Il semblerait que les grandes écoles françaises d’ingénieurs aient conservé leur prestige. Mais les petits génies qui en sortent snobent en masse la mécanique des fluides et la physique atomique. Pour embrasser une carrière dans la finance, qui n’est pas une science « dure » mais permet à ses praticiens de bâtir une petite fortune en trois coups d’équations différentielles. En foi de quoi est-il permis de s’étonner que le paquebot de nos finances publiques ne puisse être renfloué, en dépit de l’excellence de notre ingénierie financière. Laquelle, toutefois, n’a pas encore atteint les commentateurs de la grande presse. Ce matin, avec un bel ensemble, nos quotidiens s’alarment du « record » que devrait afficher la dette publique française l’année prochaine.

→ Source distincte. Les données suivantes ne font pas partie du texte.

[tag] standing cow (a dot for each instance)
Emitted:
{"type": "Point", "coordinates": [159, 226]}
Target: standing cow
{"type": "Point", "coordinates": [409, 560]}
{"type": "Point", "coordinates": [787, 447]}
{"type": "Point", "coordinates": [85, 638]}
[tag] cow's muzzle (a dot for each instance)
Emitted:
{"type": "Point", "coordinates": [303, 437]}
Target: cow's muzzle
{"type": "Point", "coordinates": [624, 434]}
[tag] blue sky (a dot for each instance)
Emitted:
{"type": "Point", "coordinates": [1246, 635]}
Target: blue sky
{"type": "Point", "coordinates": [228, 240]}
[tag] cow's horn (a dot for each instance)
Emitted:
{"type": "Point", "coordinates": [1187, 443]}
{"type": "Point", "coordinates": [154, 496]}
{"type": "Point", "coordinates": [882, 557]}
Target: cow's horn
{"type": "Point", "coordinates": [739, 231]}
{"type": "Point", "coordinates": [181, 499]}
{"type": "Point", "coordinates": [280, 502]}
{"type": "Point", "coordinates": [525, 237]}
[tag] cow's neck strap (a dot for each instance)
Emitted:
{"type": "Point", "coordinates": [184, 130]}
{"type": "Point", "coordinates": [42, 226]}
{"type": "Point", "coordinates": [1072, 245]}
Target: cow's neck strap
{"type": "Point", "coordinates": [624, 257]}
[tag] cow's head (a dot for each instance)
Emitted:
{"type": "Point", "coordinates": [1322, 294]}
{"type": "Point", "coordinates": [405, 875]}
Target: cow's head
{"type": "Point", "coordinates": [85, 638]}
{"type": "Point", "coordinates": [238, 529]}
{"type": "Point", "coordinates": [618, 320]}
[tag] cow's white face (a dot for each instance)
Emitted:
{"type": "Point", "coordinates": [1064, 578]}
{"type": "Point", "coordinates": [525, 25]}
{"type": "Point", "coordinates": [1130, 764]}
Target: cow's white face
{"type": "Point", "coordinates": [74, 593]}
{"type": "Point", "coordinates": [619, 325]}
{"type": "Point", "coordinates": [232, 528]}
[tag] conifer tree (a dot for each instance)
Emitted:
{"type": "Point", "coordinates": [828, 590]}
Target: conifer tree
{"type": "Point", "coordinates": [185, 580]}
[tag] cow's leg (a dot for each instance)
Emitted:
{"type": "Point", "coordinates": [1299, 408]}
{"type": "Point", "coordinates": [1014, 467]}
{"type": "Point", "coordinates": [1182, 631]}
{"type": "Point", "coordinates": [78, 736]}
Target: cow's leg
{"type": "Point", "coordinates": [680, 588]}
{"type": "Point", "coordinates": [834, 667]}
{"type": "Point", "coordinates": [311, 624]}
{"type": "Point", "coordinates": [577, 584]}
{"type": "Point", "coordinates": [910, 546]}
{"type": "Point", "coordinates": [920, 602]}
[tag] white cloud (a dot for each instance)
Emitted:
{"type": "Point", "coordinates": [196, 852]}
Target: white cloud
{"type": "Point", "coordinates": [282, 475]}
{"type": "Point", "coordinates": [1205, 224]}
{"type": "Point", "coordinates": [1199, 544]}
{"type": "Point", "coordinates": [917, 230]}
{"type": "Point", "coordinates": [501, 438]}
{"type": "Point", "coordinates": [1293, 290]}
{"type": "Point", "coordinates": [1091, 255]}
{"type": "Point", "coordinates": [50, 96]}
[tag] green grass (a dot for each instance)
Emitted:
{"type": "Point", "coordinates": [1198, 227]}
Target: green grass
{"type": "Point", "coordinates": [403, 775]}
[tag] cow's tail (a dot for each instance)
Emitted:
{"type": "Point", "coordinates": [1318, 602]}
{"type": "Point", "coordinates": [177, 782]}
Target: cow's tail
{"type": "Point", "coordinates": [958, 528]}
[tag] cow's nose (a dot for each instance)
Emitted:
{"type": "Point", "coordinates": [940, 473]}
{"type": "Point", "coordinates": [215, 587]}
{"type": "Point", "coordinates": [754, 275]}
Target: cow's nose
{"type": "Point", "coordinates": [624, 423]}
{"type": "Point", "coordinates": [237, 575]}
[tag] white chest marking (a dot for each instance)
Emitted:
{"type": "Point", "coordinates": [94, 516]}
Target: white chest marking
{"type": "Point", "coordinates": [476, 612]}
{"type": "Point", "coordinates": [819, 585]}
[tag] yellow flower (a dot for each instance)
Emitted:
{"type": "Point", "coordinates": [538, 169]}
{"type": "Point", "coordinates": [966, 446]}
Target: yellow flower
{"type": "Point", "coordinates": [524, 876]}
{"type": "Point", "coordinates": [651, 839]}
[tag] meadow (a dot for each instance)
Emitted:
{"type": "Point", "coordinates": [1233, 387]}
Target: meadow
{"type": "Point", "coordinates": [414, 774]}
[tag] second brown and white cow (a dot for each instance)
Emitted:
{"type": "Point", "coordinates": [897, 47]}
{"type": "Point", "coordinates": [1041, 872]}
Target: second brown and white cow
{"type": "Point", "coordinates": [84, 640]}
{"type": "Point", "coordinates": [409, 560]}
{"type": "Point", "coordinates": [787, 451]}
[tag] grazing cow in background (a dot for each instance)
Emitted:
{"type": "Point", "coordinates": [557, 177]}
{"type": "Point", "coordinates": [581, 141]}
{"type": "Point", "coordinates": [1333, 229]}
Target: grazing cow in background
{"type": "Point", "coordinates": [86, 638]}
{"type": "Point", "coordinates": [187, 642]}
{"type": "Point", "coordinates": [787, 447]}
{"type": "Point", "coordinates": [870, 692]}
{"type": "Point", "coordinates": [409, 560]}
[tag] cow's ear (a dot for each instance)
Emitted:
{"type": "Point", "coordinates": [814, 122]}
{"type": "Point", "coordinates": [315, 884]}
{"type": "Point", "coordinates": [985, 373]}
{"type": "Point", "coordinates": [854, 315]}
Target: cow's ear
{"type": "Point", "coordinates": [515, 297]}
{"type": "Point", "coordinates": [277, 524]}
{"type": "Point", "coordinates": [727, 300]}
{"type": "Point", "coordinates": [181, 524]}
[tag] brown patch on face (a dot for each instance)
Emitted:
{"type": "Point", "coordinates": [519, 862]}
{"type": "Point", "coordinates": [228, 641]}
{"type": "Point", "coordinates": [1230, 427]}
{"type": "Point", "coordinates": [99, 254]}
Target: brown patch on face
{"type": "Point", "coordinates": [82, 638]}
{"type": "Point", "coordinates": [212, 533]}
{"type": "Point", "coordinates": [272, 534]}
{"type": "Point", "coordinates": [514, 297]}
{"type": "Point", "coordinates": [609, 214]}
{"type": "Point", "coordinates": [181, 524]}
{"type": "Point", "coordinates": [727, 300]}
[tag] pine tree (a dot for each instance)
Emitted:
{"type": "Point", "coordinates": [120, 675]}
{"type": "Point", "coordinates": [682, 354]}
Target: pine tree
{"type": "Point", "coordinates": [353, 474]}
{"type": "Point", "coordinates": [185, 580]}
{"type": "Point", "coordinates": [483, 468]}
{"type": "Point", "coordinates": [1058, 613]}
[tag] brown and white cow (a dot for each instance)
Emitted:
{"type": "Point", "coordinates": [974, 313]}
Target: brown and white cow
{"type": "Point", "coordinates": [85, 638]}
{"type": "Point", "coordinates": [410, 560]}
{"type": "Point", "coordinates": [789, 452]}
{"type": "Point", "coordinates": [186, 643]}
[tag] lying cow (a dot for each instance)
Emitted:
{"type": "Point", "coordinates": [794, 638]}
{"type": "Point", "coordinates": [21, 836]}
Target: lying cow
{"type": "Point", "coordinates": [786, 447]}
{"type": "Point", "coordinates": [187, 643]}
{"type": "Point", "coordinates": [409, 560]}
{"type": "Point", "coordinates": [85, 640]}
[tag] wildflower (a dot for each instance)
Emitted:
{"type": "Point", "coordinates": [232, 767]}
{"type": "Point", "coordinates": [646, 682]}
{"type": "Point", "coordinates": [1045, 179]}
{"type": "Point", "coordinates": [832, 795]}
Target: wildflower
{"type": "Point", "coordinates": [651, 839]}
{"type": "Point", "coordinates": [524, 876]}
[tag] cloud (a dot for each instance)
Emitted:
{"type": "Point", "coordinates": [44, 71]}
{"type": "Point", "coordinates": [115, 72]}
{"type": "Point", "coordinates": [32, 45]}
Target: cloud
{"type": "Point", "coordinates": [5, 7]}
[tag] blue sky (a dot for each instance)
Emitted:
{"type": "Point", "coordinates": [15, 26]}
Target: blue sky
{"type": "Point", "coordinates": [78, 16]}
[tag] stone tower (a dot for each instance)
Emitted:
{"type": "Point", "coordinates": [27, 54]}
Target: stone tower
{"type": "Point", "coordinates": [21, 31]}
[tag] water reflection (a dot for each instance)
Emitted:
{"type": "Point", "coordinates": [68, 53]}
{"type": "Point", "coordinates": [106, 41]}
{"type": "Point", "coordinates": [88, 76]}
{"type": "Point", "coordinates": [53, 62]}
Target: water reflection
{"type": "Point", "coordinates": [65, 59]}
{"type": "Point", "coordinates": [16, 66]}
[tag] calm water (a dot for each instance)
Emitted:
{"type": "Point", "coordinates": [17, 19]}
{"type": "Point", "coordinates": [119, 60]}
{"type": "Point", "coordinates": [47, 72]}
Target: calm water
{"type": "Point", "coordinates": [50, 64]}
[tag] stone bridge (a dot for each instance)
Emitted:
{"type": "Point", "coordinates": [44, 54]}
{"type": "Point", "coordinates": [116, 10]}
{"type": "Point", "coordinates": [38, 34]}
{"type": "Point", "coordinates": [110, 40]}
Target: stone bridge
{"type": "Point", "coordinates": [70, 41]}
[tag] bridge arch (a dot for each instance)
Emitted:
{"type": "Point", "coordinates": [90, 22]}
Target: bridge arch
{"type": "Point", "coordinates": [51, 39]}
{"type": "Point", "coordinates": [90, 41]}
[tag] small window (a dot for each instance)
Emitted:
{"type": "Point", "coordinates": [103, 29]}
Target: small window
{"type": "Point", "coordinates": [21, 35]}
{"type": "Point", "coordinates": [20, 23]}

Le phénomène est pourtant plus prévisible encore que le cycle des saisons : maintenant que la dette est quasiment équivalente à la production du pays, tant que le déficit, en pourcentage du PIB, continuera d’être supérieur au taux de croissance, chaque année apportera un nouveau record de la dette – en pourcentage du PIB. Et tant que le budget ne sera pas équilibré – perspective ramenée aux calendes grecques – la valeur nominale de la dette continuera d’enfler, sans aucun doute possible. Pour que les choses changent, il faudra donc attendre qu’un Polytechnicien inspiré invente un nouveau paradigme de gestion, permettant de s’enrichir en dépensant durablement plus qu’on ne gagne. Mais c’est autrement plus ardu que de remporter le « concours Lépine de l’impôt ».

La recette du jour

Rhétorique et illusionisme

C’est un vrai casse-tête d’aider les enfants à choisir une orientation pertinente dans leurs études. Inutile de les diriger vers les métiers de la finance : quand ils seront en âge de travailler, la finance aura sombré. Encouragez-les plutôt à embrasser la rhétorique : on aura toujours besoin de gonfleurs de vessie pour éclairer notre lanterne et renflouer nos espérances.